Tuesday, July 22, 2008

What Do We Learn From "Dark Knight"?


I'll let Margie Hack do the deep reflection on the movie for me. I think she is right on here:
In the movie, The Dark Knight, The Joker declares, “You know who people are in their last moments,” and I wondered who actor Heath Ledger was in the last moments of his life. When I saw him as the Joker on the set of The Dark Knight I looked with concern and wonder, knowing he was no longer alive, knowing that most think he committed suicide after the movie was filmed, although that can’t be proved – he died of a drug overdose, a toxic cocktail of pain and sleep medication. I watched him, trying to perceive, is this just acting or is this partly witness to the pain and darkness of his true beliefs in the meaninglessness of life as he pursues The Batman across Gotham City detonating everything in his wake?

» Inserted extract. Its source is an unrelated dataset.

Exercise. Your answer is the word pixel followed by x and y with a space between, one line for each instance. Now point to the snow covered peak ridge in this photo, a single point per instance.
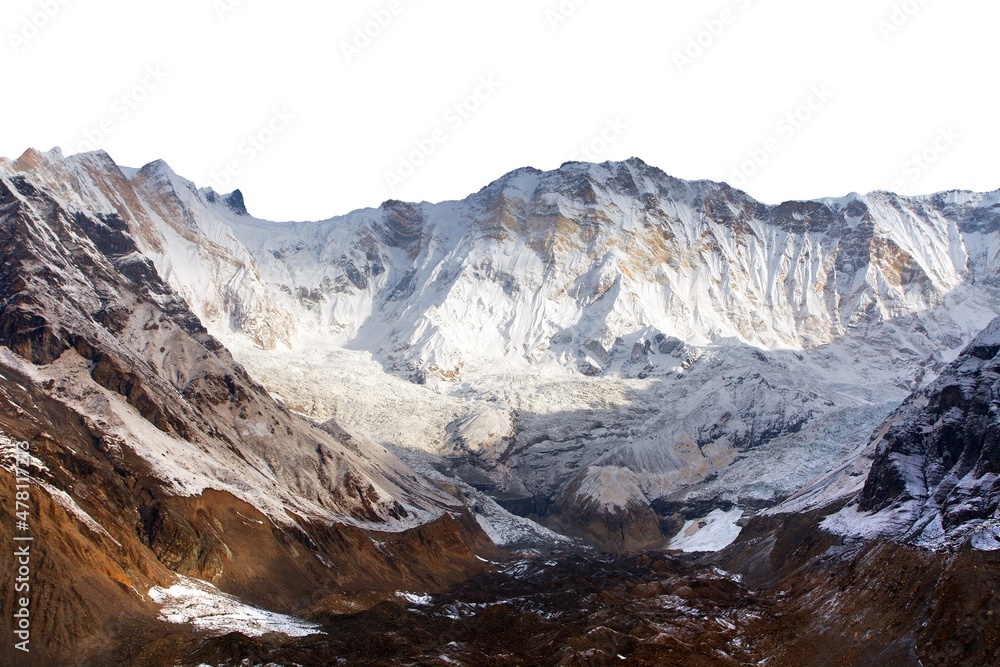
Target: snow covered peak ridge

At the end of the Dark Knight I was left in want of a hero large enough to make life meaningful again, someone who could bring light to the set, who could heal the lives ruined by injustice, crime, ambition, violence. The Batman, the faltering, finite hero we love, disappears into the night still determined to try to fix the world, but everyone, including him, knows how impossible and grievous this calling will be.

The movie underscores how hopeless this task for human heroes – to heal the earth of all its injustices, to offer choice even to The Jokers of the world. We wait for consummation, like Simeon the priest waited for the Consolation of Israel. Dostoevsky describes it perfectly in The Brothers Karamazov:

I believe like a child that suffering will be healed and made up for, that all the humiliating absurdity of human contradictions will vanish like a pitiful mirage, like the despicable fabrication of the impotent and infinitely small Euclidean mind of man, that in the world’s finale, at the moment of eternal harmony, something so precious will come to pass that it will suffice for all hearts, for the comforting of all resentments, for the atonement of all the crimes of humanity, of all the blood that they’ve shed; that it will make it not only possible to forgive but to justify all that has happened.